“You have broken in upon a most interesting discourse,” said Ernest. “Hadria was really coming out.”

This led to a general uproar.

When peace was restored, the conversation went on in desultory fashion. Ernest and Hadria fell apart into a more serious talk. These two had always been “chums,” from the time when they used to play at building houses of bricks on the nursery floor. There was deep and true affection between them.

The day broke into splendour, and the warm rays, rounding the edge of the eastward rock, poured straight into the little temple. Below and around on the cliff-sides, the rich foliage of holly and dwarf oak, ivy, and rowan with its burning berries, was transformed into a mass of warm colour and shining surfaces.

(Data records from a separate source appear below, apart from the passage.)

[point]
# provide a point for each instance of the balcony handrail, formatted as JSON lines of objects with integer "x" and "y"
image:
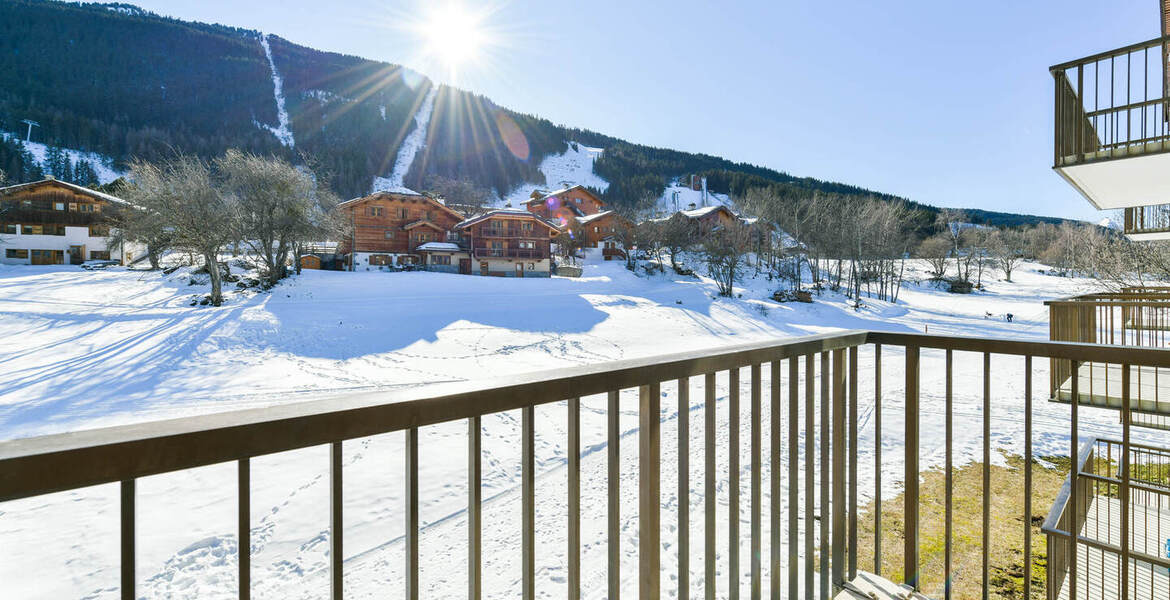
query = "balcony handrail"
{"x": 57, "y": 462}
{"x": 1109, "y": 54}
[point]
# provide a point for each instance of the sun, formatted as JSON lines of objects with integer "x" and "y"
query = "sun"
{"x": 453, "y": 34}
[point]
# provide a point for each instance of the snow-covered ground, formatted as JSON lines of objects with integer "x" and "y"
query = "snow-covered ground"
{"x": 282, "y": 131}
{"x": 573, "y": 166}
{"x": 102, "y": 164}
{"x": 96, "y": 349}
{"x": 410, "y": 149}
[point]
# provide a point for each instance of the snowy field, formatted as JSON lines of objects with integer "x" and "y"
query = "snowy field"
{"x": 85, "y": 350}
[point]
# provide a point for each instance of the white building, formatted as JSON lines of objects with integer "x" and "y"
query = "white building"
{"x": 55, "y": 222}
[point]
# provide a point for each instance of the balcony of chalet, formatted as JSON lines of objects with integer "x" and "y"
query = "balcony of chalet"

“What always bewilders me,” Hadria said, bending over the balustrade among the ivy, “is the enormous gulf between what might be and what is in human life. Look at the world—life’s most sumptuous stage—and look at life! The one, splendid, exquisite, varied, generous, rich beyond description; the other, poor, thin, dull, monotonous, niggard, distressful—is that necessary?”

“But all lives are not like that,” objected Fred.

“I speak only from my own narrow experience,” said Hadria.

“Oh, she is thinking, as usual, of that unfortunate Mrs. Gordon!” cried Ernest.

“Of her, and the rest of the average, typical sort of people that I know,” Hadria admitted. “I wish to heaven I had a wider knowledge to speak from.”

“If one is to believe what one hears and reads,” said Algitha, “life must be full of sorrow indeed.”